BGH, 26.04.2012 - IX ZB 30/11 - Kündigung eines Treuhänders i.R. eines Privatinsolvenzverfahrens wegen eigenmächtiger Beauftragung eines Unternehmens zur Durchführung von Zustellungen zu überhöhten Preisen

Bundesgerichtshof
Beschl. v. 26.04.2012, Az.: IX ZB 30/11
Gericht: BGH
Entscheidungsform: Beschluss
Datum: 26.04.2012
Referenz: JurionRS 2012, 15359
Aktenzeichen: IX ZB 30/11
 

Verfahrensgang:

vorgehend:

AG Berlin-Köpenick - 07.10.2010 - AZ: 34 IK 45/04

LG Berlin - 20.12.2010 - AZ: 85 T 474/10

Der IX. Zivilsenat des Bundesgerichtshofs hat durch den Vorsitzenden Richter Prof.

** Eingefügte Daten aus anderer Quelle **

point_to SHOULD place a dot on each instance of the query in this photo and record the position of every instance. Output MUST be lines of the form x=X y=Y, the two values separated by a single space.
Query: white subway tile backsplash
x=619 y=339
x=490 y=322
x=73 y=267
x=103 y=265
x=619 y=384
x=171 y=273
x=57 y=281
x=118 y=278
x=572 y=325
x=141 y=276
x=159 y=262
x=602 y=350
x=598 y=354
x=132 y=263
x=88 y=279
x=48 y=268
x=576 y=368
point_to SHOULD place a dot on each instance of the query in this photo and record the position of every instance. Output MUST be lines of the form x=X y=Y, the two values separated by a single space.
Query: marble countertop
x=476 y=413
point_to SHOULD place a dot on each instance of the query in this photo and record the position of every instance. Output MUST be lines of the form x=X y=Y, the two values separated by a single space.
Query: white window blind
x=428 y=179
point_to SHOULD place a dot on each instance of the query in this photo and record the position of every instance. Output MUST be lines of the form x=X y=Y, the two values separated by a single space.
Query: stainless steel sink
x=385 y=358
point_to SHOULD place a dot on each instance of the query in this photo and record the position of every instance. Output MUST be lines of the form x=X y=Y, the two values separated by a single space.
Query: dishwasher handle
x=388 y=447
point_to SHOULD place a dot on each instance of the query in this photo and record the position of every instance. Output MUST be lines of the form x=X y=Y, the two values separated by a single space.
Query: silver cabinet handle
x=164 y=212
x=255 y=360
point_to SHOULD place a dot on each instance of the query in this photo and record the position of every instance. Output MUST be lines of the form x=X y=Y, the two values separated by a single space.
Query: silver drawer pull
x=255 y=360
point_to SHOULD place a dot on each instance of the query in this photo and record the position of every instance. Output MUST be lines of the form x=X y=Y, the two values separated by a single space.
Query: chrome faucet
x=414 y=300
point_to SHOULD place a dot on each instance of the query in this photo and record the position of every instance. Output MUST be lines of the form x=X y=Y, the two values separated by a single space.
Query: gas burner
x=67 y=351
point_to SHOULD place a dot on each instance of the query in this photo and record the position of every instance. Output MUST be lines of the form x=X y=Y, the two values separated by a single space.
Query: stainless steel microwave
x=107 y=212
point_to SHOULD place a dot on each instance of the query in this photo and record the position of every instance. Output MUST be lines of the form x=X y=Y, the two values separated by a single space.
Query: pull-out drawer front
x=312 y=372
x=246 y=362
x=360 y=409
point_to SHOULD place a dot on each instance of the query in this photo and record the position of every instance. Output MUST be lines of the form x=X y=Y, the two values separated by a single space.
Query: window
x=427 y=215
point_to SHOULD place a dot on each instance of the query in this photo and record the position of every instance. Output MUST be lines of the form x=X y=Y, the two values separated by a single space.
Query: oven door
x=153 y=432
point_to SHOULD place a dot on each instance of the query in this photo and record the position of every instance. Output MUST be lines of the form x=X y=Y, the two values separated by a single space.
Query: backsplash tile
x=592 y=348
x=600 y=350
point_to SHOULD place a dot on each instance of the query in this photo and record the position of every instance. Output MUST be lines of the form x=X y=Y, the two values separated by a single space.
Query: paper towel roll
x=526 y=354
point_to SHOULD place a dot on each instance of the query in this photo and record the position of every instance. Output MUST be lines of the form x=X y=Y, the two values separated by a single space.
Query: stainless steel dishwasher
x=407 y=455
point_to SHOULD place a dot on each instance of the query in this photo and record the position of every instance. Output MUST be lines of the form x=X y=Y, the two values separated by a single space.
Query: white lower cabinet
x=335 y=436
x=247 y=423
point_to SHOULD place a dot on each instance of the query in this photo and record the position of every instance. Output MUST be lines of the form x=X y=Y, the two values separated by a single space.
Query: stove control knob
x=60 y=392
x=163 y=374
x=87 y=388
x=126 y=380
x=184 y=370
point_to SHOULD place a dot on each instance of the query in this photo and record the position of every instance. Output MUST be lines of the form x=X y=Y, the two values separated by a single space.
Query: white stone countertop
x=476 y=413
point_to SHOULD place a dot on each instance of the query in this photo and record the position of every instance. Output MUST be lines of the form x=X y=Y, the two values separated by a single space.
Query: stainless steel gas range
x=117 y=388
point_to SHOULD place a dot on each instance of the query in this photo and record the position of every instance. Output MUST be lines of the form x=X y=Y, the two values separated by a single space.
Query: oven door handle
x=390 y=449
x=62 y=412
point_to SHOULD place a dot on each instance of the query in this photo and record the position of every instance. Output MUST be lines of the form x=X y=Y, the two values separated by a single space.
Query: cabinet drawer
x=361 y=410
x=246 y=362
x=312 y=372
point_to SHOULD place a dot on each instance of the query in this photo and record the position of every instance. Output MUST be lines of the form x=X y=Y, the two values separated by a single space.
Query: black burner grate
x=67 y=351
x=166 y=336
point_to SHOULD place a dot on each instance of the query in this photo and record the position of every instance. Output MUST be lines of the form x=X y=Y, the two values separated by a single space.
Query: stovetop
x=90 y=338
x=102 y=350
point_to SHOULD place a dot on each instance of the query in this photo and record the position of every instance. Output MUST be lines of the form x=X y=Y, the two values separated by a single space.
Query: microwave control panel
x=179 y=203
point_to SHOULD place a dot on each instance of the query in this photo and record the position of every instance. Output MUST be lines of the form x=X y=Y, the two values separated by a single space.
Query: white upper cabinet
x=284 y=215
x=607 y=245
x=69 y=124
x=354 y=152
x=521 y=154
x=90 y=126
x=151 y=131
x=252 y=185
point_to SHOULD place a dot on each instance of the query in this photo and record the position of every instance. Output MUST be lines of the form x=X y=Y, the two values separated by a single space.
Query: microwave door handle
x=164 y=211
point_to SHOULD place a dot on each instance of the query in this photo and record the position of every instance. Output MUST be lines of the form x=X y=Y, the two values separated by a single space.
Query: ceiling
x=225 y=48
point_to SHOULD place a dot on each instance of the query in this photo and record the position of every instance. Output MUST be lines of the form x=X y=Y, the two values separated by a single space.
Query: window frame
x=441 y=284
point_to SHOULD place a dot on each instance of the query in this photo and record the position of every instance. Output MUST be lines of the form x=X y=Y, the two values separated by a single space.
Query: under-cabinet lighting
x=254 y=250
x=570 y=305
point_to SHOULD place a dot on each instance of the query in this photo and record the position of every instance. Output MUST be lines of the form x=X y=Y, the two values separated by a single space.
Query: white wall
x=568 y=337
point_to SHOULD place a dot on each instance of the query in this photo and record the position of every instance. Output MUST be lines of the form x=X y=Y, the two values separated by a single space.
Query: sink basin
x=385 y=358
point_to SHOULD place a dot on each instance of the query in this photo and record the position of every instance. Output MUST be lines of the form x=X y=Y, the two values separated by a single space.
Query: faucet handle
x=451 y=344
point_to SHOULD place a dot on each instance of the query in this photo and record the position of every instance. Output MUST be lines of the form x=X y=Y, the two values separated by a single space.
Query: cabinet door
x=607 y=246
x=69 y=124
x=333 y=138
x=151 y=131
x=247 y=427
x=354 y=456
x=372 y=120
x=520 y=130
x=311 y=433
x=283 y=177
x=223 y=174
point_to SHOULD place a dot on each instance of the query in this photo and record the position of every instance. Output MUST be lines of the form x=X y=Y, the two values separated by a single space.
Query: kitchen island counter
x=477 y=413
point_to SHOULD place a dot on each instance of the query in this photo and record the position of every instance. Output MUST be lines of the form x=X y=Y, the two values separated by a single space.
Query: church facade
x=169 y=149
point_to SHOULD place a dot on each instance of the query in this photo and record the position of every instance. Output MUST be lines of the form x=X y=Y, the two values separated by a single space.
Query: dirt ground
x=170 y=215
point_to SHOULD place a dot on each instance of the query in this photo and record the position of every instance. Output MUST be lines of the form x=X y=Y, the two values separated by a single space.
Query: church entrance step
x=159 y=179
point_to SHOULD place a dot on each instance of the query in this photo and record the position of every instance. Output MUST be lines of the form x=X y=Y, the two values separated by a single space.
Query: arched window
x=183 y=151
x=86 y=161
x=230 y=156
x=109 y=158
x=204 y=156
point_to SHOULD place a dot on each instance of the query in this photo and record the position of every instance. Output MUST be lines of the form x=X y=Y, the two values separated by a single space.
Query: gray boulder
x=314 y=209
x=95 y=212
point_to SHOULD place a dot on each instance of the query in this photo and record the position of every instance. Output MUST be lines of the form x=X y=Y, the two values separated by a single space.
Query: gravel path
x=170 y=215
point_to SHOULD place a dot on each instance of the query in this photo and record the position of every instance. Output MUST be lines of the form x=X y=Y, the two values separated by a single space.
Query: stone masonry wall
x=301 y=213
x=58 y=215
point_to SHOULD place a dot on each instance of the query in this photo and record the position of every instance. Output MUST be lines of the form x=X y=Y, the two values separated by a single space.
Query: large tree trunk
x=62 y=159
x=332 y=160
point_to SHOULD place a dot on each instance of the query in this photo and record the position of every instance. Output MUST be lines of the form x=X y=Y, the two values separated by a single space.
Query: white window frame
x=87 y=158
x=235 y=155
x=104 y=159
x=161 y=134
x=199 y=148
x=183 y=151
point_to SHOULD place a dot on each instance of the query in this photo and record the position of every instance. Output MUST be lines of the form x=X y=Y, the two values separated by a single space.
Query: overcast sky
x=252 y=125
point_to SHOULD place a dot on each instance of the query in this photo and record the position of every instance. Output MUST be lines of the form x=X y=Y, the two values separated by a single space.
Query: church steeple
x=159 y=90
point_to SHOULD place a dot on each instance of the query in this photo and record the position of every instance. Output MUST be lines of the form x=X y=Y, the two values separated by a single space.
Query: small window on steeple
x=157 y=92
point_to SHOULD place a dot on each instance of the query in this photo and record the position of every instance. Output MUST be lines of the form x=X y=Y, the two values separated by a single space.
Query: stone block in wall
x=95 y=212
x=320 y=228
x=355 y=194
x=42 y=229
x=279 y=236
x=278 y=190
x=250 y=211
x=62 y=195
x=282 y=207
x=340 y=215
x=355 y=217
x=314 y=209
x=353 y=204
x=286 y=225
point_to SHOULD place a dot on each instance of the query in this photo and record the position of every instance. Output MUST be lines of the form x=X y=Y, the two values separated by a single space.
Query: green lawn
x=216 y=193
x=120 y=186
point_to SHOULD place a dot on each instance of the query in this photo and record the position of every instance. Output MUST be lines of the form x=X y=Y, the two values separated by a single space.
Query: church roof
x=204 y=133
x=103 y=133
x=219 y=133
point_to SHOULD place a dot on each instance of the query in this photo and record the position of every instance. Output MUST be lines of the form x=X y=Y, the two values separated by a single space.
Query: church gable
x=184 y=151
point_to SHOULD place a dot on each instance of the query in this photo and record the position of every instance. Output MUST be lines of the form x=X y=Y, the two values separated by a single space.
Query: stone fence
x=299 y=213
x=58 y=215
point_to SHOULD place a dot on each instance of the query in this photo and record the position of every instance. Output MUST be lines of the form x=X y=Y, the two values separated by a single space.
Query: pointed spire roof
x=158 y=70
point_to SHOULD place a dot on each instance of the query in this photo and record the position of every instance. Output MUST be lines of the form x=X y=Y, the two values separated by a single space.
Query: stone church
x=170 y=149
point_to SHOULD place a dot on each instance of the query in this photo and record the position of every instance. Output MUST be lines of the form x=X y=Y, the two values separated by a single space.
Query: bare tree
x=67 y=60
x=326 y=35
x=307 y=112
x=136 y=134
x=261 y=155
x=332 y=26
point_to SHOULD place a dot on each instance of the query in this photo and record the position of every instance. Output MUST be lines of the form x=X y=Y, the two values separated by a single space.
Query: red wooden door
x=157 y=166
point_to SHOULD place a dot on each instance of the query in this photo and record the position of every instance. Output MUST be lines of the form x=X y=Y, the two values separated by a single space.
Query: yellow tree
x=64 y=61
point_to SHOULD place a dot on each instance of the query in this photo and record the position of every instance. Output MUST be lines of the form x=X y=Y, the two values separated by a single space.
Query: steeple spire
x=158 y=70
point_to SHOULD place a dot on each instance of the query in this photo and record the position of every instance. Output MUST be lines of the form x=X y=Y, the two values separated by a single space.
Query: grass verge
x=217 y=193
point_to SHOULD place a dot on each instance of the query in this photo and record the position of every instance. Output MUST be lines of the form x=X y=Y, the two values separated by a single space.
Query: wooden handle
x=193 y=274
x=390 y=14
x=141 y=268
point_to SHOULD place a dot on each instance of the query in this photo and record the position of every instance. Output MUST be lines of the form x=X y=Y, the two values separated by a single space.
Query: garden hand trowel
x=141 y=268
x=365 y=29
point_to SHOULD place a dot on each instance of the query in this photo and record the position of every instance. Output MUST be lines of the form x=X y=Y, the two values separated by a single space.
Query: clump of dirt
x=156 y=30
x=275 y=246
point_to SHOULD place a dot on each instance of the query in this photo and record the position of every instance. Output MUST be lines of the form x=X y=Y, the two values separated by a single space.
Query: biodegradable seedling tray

Dr. Kayser, den Richter Vill, die Richterin Lohmann, die Richter Dr. Fischer und Dr. Pape

am 26. April 2012 beschlossen:

Tenor:

Die Rechtsbeschwerde gegen den Beschluss der Zivilkammer 85 des Landgerichts Berlin vom 20. Dezember 2010 wird auf Kosten der weiteren Beteiligten zu 1 als unbegründet zurückgewiesen.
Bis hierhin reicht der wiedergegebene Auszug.